You know, now that I thought about it.... the way she dealt with me... I got the feeling that maybe she really did want some sort of companionship at some point. Maybe, somewhere in there, she still did. The way she acted, countless others before me had used her and not actually been interested in being around her for... well, being herself. Seemed maybe too many people disappointed her, so she stopped trying to care. And yet, as I spoke to her, her expression changed from one of disdain to interest. At least I think I saw that... I might have imagined it. It may not have been my imagination after all, as when I began to leave her be, she stopped me. She did so in way that felt very dominating, and oddly enough, I didn't mind. It wasn't an oppressive feeling so much as it felt like she was being playful since her interest was piqued.
Though the next set of events was not what I was expecting. As her voice went from exasperated, to astonished, to even looser tones, she adjusted her resting body, giving me just enough space to sit. She half-offered, half-expected me to sit with her, stating she might not be welcome company. She also mentioned ruining her nap, which I'd been afraid of shortly after I arrived... though she didn't seem so upset about that. She did seem curious about what I talked about, who I was, what I could be.
I'll admit I wasn't quite comfortable being that close to her, at least quite yet. When I'd said I wanted to be closer, this wasn't what I meant. But knowing the aura she put off, who she was the child of, and a few other things that I couldn't quite place... I decided it best not to tell her any of that. Denying her after making her feel like someone was generally interested in her would probably set off a chain of events that I didn't want to live through. So I made my way over to her, sitting, practically pressed up against her leg considering how little space there was. And though it was mostly an afterthought, the sensation of searing pain made its way down my back. There's no real way I could have stifled my reaction, to shake a bit, buckling a little under the shock. For her sake, and potentially my own, I tried to deal with it. "When I say energies.... I have no idea what they're actually called. My energy, yours, the energy around us in the atmosphere. The energy that we put off when we fight.... I'm still new to most of this. Up until.... say a week ago, I didn't know I carried an Asauchi. I didn't know I could walk on air. I didn't know what a shinigami or a spirit were. To my knowledge at the time, I was an extremely long-lived human. It's only through the people I've met that I've learned how oblivious I've been. And if the accent annoys ye that much, I can try to speak proper english... I grew up in Scotland, by the way." I couldn't quite make eye contact with her. It was difficult to keep myself upright, seeing as if I got any closer to her, it felt like I'd burn alive.

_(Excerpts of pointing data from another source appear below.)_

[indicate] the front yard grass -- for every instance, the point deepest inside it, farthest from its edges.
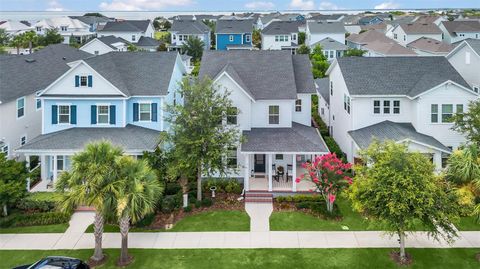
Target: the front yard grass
(212, 221)
(260, 258)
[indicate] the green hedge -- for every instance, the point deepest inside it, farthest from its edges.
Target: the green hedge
(46, 218)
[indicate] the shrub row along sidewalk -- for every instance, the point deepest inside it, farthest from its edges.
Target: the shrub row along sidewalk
(168, 240)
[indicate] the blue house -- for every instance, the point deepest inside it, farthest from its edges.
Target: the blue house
(233, 34)
(118, 96)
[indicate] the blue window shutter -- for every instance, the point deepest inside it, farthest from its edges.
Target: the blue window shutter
(154, 111)
(93, 114)
(73, 116)
(135, 111)
(54, 114)
(112, 114)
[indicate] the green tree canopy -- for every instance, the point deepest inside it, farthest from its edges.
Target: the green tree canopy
(399, 189)
(199, 136)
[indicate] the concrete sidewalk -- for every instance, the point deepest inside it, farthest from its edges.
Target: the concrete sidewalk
(187, 240)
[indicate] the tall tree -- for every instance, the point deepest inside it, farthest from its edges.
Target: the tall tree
(468, 123)
(139, 192)
(92, 181)
(399, 189)
(199, 135)
(13, 180)
(194, 47)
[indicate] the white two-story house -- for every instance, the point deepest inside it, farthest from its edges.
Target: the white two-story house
(118, 96)
(271, 93)
(22, 78)
(414, 103)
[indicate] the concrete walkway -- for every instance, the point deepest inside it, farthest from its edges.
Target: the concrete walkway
(259, 214)
(186, 240)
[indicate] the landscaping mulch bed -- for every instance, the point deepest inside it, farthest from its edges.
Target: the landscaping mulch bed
(222, 201)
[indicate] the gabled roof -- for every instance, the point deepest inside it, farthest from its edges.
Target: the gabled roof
(318, 27)
(398, 132)
(420, 28)
(126, 26)
(129, 138)
(330, 44)
(430, 45)
(323, 86)
(192, 27)
(26, 74)
(281, 27)
(267, 75)
(234, 26)
(454, 27)
(136, 73)
(407, 76)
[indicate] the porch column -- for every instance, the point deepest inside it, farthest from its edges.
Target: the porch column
(269, 168)
(43, 167)
(246, 177)
(55, 168)
(294, 172)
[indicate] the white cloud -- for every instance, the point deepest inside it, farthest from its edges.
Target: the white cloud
(136, 5)
(55, 6)
(328, 6)
(302, 4)
(387, 5)
(260, 5)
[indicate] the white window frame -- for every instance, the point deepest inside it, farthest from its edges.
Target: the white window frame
(103, 114)
(140, 111)
(60, 114)
(23, 107)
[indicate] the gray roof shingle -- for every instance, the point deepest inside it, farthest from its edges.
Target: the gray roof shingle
(408, 76)
(265, 75)
(130, 138)
(388, 130)
(126, 26)
(234, 26)
(189, 27)
(298, 138)
(20, 78)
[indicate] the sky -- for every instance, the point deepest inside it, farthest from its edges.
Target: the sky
(226, 5)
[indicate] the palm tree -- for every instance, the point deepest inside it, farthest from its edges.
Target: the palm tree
(137, 198)
(92, 181)
(193, 47)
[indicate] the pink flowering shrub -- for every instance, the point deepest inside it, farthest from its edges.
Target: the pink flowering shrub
(329, 174)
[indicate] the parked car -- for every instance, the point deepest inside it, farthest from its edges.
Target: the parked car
(56, 262)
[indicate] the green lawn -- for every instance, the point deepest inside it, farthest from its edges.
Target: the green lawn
(219, 220)
(261, 258)
(54, 228)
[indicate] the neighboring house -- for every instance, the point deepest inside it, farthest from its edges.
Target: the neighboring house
(130, 30)
(280, 35)
(429, 47)
(272, 106)
(118, 96)
(181, 30)
(413, 102)
(331, 48)
(323, 93)
(15, 27)
(67, 27)
(105, 44)
(407, 33)
(21, 80)
(319, 30)
(233, 34)
(93, 21)
(466, 60)
(455, 31)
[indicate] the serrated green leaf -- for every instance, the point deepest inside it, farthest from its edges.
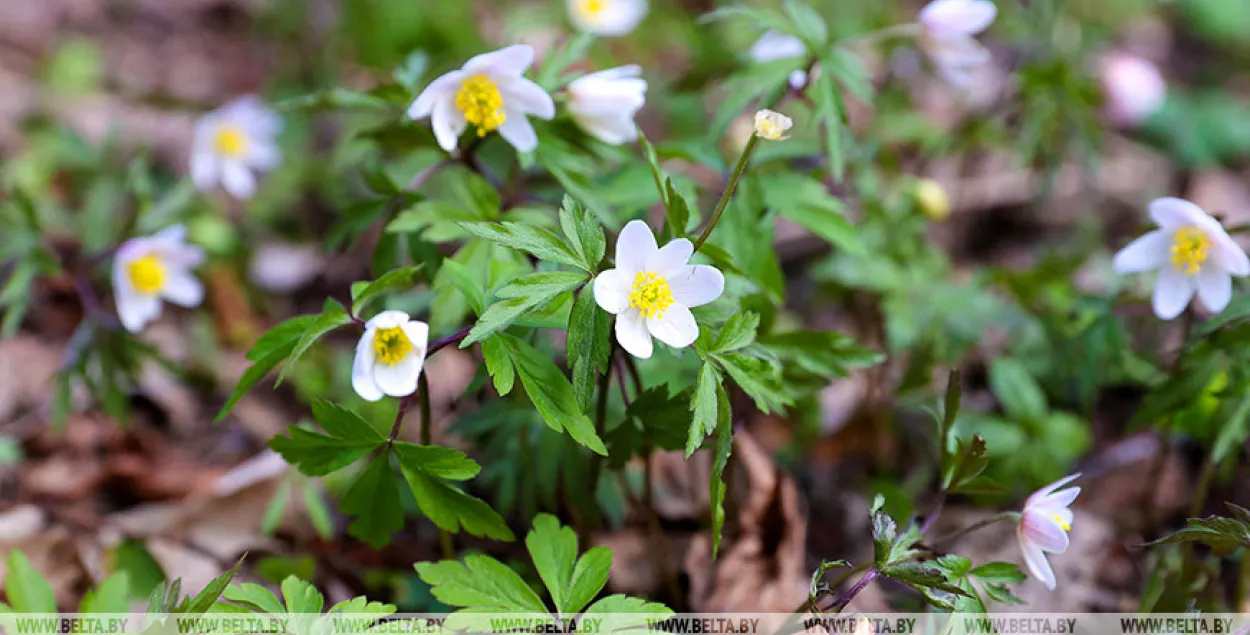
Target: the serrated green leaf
(389, 281)
(374, 500)
(536, 241)
(551, 394)
(521, 296)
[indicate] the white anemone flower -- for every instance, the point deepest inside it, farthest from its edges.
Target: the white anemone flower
(651, 290)
(949, 26)
(606, 18)
(771, 125)
(1133, 86)
(775, 45)
(389, 356)
(489, 93)
(234, 141)
(1191, 253)
(1044, 526)
(604, 103)
(150, 269)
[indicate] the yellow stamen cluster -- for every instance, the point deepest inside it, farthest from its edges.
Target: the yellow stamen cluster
(146, 274)
(480, 101)
(230, 141)
(1061, 524)
(1189, 249)
(391, 345)
(651, 295)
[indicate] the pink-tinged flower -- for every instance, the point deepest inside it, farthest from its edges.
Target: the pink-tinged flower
(1044, 526)
(1133, 88)
(150, 269)
(949, 26)
(1191, 253)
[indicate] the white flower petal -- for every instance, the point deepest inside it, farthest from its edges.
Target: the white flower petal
(1170, 213)
(524, 95)
(519, 131)
(183, 289)
(1214, 288)
(634, 248)
(1145, 254)
(448, 123)
(363, 369)
(506, 61)
(388, 320)
(205, 168)
(633, 334)
(238, 180)
(613, 289)
(1173, 293)
(1044, 531)
(443, 88)
(676, 326)
(1036, 563)
(958, 16)
(670, 258)
(696, 285)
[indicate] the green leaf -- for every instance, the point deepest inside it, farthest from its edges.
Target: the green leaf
(588, 345)
(426, 469)
(28, 591)
(521, 296)
(481, 584)
(806, 203)
(704, 405)
(758, 378)
(269, 351)
(364, 293)
(536, 241)
(374, 500)
(584, 233)
(331, 319)
(554, 550)
(113, 595)
(551, 394)
(499, 364)
(348, 439)
(724, 448)
(738, 333)
(1003, 573)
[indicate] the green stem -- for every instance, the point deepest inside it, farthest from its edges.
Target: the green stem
(729, 190)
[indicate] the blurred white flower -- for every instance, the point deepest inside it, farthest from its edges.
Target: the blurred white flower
(280, 268)
(771, 125)
(1191, 253)
(604, 103)
(150, 269)
(608, 18)
(949, 26)
(1133, 88)
(231, 143)
(389, 356)
(651, 290)
(489, 93)
(774, 45)
(1044, 526)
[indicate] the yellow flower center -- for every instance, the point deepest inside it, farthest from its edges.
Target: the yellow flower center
(1060, 520)
(230, 141)
(1189, 249)
(651, 294)
(391, 345)
(480, 101)
(146, 274)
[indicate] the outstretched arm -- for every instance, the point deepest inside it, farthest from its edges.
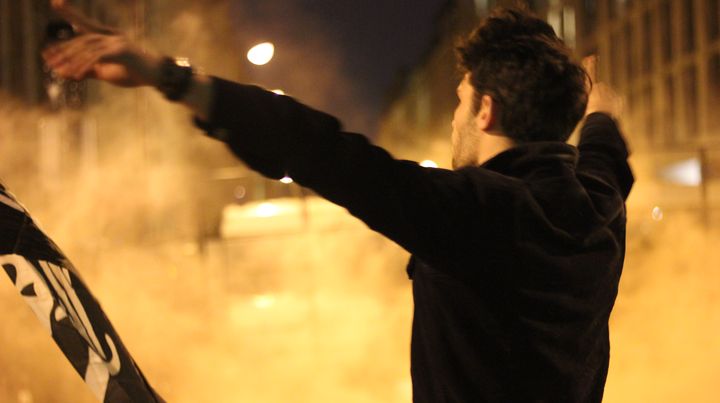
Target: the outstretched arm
(422, 209)
(103, 53)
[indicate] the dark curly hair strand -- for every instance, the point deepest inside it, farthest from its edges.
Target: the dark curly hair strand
(519, 61)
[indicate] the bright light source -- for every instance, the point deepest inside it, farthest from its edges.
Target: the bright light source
(261, 54)
(239, 192)
(267, 210)
(182, 61)
(657, 213)
(263, 301)
(686, 173)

I figured even after that explanation, something personal to her, to explain why I couldn't seem to resist the pain that came seemingly from nowhere. "And with you, right now, I feel immense pain. Your natural energy... I take it your powers are fire. I've slowly been able to deduce things like how people are, to what they do because of things. I feel like if I keep trying, I can get better at that... but putting that aside. It does hurt a lot to be this close to you, but I figured it worth it to bear it. I'm tired of not exploring who I am because I'm afraid to feel pain. Being around those Hollows, around you, your father... anyone that needs to fight... It'll hurt regardless. But I can't live a normal life anymore. It's long past that. And I certainly don't want to be alone. That hurts even more than being as close to you as I am right now."